The idea with Insight apps is to take action, not just gawk at data visualizations and dashboards, so the apps deliver concrete recommendations. With employee retention that might be raises or promotions, while the career-track app will make individualized recommendations based on employee profiles and past history of successful promotion.
"These apps will enable people to take action in one system, and they're going to get smarter over time," said Beck. "If the retention and career-path moves work out, that's data that's going to get fed back into the model, so the apps will learn from new hires, new terminations, and other HR and finance activities."
The other four Insight apps set for 2015 include Predictive Employee Expense Deviation, Workforce Scorecards, Predictive Customer Collections, and Financial Scorecards. Again, the idea is to not just spot the exceptions, but also recommend a course of action to address and correct an exception condition. The SYMAN recommendation engine behind the Insight apps came from Workday's February acquisition of Identified, a startup that specialized in analytics-driven recruiting software.
Mobility streamlined
Workday's mobile app relaunch is its second major interface refresh this year, having introduced all-new desktop interfaces in January. The company's last major mobile refresh was nearly two years ago, so with this round the goal was to improve personalization and, most importantly, streamline mobile-first productivity.
Workday has just a single mobile app that covers all of its HCM and financial functionality, so user-and role-based personalization is important. Simple capabilities include rearranging the home page and putting the apps that you need and your top preferences at the top. More complex personalization includes configurable notifications that let you follow whatever HR or financial transactions you're interested in, surfacing mobile updates the minute there's a status change.
"The idea is to have data come to you and let users quickly take action so they can get back to their day jobs," said Joe Korngiebel, Workday's VP of user experience, in a phone interview with InformationWeek.

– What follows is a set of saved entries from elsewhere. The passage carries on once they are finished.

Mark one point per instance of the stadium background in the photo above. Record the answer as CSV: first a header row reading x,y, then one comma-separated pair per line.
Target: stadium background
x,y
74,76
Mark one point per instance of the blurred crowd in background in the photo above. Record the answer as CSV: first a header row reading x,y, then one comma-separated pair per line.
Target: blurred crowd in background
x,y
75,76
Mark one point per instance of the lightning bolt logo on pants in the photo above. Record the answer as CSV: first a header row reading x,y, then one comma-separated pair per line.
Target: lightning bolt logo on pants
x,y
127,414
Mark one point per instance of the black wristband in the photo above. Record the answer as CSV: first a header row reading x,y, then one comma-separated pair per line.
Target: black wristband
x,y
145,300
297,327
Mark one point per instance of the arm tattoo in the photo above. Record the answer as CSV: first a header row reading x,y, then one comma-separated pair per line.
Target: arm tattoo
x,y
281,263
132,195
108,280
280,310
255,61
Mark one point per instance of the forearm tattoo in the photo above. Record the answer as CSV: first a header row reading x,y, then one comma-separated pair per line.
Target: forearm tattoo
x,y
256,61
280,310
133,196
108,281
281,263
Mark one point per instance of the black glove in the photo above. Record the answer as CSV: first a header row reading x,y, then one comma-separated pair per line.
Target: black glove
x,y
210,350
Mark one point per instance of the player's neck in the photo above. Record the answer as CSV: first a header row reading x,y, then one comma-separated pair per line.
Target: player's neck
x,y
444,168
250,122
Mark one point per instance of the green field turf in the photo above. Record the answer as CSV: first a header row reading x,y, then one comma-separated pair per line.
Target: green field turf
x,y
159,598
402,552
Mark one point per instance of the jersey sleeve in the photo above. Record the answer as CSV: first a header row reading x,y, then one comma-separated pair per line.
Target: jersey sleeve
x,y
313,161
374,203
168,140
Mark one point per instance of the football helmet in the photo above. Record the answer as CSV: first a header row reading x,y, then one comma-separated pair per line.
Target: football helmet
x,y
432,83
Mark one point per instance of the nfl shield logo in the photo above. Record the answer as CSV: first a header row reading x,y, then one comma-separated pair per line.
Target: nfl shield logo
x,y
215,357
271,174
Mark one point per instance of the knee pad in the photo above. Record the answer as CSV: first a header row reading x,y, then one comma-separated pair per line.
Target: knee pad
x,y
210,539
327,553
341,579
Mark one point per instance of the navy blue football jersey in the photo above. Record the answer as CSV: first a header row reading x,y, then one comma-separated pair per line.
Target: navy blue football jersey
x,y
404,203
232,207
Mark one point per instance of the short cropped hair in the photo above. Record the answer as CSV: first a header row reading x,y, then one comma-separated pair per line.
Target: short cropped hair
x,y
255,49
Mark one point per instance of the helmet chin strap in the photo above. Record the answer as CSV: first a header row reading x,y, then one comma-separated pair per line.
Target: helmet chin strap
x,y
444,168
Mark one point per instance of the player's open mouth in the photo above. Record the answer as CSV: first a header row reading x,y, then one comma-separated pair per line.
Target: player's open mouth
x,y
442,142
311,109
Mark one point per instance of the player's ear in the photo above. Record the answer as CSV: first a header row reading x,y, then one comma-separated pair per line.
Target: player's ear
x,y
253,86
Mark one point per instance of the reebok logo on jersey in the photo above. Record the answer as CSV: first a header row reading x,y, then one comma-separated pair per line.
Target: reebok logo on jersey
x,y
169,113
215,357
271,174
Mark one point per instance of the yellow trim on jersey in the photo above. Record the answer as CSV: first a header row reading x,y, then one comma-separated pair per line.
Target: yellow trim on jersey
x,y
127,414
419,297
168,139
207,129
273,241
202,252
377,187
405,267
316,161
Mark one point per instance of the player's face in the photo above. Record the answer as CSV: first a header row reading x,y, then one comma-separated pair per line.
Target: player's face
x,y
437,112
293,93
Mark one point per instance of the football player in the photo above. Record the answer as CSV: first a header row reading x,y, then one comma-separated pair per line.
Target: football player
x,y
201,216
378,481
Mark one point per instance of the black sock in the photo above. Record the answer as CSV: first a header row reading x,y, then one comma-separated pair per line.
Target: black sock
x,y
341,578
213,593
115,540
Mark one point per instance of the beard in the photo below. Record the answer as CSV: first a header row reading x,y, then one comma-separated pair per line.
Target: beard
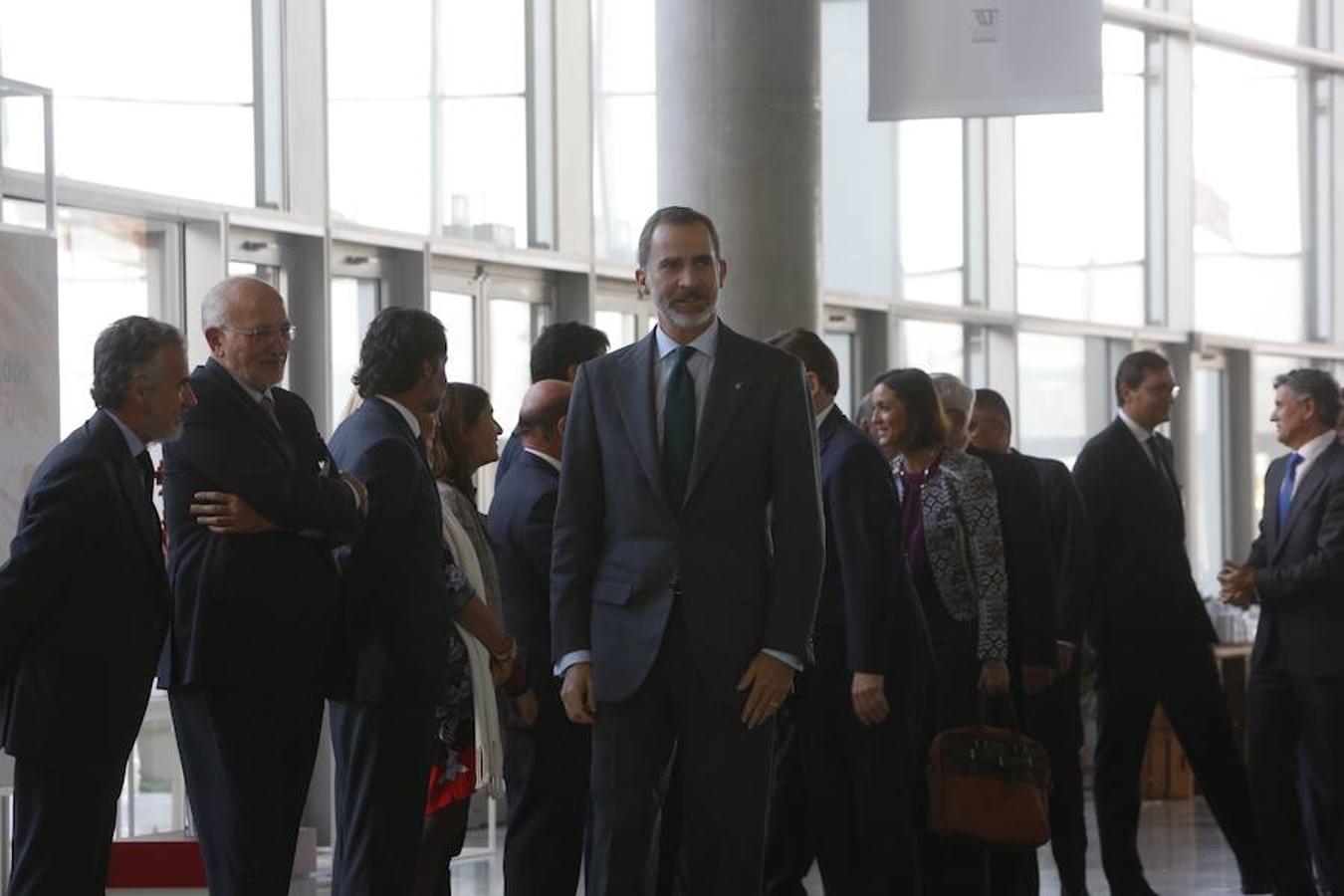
x,y
684,320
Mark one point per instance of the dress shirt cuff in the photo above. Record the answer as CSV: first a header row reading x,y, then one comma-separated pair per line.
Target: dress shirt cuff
x,y
787,658
571,658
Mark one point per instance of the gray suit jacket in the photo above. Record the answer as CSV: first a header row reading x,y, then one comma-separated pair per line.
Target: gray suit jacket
x,y
746,547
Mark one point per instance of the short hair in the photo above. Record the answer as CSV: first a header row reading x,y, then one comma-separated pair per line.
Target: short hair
x,y
953,394
995,403
544,418
395,348
1319,385
461,408
678,215
125,352
926,425
561,345
1135,368
813,352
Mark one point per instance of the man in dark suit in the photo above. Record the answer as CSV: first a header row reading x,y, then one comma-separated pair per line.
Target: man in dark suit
x,y
546,765
1296,691
1056,714
84,607
254,506
398,610
688,553
1152,635
557,354
857,707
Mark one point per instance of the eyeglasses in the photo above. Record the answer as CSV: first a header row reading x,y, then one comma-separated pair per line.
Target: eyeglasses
x,y
265,334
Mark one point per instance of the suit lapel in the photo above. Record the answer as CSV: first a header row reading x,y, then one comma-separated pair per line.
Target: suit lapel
x,y
637,406
728,387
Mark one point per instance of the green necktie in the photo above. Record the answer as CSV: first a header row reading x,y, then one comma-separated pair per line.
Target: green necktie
x,y
679,429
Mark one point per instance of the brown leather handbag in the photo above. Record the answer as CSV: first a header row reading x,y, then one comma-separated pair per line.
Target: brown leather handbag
x,y
990,784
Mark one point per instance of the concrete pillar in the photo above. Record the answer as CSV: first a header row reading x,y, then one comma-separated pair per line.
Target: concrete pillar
x,y
740,138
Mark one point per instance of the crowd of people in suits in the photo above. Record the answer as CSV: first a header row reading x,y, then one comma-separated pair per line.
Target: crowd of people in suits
x,y
702,639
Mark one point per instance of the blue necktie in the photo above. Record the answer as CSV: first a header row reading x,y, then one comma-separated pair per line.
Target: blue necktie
x,y
1285,491
679,427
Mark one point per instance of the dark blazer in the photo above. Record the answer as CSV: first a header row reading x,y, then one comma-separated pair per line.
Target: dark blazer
x,y
521,523
1300,569
867,598
1071,539
84,606
252,610
1028,558
398,607
746,545
1145,591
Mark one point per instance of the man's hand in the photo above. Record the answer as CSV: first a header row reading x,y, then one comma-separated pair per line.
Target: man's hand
x,y
578,695
769,681
1238,584
994,677
870,697
225,514
525,707
1036,679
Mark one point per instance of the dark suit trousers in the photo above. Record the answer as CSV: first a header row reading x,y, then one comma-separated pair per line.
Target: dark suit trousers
x,y
546,772
383,755
725,784
64,822
1297,749
859,782
1183,677
248,757
1054,719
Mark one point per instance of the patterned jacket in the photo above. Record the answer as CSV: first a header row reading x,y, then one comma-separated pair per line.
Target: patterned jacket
x,y
965,547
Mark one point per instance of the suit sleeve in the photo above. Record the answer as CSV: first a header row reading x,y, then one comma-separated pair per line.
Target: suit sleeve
x,y
863,508
229,456
795,520
578,526
1323,568
70,506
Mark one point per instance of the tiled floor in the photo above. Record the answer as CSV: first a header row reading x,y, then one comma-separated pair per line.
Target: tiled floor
x,y
1183,852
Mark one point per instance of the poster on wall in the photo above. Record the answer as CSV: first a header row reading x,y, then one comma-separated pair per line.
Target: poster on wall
x,y
970,58
30,377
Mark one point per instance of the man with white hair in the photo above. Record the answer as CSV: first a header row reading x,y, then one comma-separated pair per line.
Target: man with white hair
x,y
254,506
1031,568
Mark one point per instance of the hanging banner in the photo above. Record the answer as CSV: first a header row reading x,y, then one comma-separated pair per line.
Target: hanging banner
x,y
970,58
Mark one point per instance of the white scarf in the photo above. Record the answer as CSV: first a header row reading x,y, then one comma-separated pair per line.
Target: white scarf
x,y
490,751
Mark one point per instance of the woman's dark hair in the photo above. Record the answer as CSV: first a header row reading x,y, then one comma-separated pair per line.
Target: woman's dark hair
x,y
449,456
392,354
926,427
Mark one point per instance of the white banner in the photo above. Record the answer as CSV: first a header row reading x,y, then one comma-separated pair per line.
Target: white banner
x,y
970,58
30,379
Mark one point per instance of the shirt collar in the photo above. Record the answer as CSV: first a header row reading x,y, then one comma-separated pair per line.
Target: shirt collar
x,y
133,442
706,342
1316,446
406,415
545,457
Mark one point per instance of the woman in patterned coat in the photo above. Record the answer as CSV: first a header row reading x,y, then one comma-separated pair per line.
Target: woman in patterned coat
x,y
953,545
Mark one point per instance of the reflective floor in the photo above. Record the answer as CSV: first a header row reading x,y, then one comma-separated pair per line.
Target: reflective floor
x,y
1183,852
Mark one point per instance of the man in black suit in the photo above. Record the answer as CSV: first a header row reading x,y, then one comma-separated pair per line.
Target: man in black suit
x,y
557,354
857,706
254,506
1152,635
398,610
687,558
546,765
84,607
1296,691
1055,712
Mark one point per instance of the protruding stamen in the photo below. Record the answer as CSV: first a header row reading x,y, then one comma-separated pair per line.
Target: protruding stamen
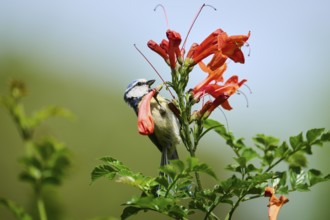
x,y
166,18
152,66
224,115
248,45
248,88
198,13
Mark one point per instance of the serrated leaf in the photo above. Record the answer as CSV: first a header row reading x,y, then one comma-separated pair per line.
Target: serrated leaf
x,y
249,154
241,161
14,208
219,128
129,211
296,141
251,168
265,142
325,136
297,160
103,171
315,176
178,165
282,150
313,134
204,168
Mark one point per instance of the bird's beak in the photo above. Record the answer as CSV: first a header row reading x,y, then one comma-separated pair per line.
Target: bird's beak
x,y
150,82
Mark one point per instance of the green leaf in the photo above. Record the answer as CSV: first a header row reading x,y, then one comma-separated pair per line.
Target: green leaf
x,y
211,124
325,136
297,160
315,176
103,171
314,134
296,141
282,150
129,211
17,210
249,154
265,142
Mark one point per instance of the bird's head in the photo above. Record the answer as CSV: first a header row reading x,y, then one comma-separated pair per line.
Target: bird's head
x,y
136,90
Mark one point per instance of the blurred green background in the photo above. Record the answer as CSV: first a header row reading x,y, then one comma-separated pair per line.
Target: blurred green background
x,y
80,55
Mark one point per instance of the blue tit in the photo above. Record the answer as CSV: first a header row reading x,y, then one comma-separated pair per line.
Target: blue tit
x,y
167,127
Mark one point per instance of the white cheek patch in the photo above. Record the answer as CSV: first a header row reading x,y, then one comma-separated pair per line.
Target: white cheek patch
x,y
138,91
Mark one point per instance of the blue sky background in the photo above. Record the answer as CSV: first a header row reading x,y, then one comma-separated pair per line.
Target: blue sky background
x,y
91,42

The mobile efficiency moves are all about getting work done on mobile devices with fewer clicks, whether it's approvals, transfers, employee feedback, or deep-dive analytics, according to Workday. As an example, Workday found through usability testing and customer feedback that its mobile org-chart feature was underutilized because people had difficulty finding the right zoom level. Workday's old mobile app had pan-and-zoom controls, but the revised app lets you scroll up and down the org chart.
In another example of streamlining, accessing the inbox for approvals and other actions has gone from requiring three to four clicks to requiring just one. Workday is also working on exploiting Apple's TouchID (fingerprint) technology so future users will be able to authenticate with a swipe of their fingers.
Workday's iOS-native smartphone and iPad mobile apps are available immediately, while native Android smartphone and tablet apps are set for release in the first half of 2015. Other devices are supported by mobile Web interfaces.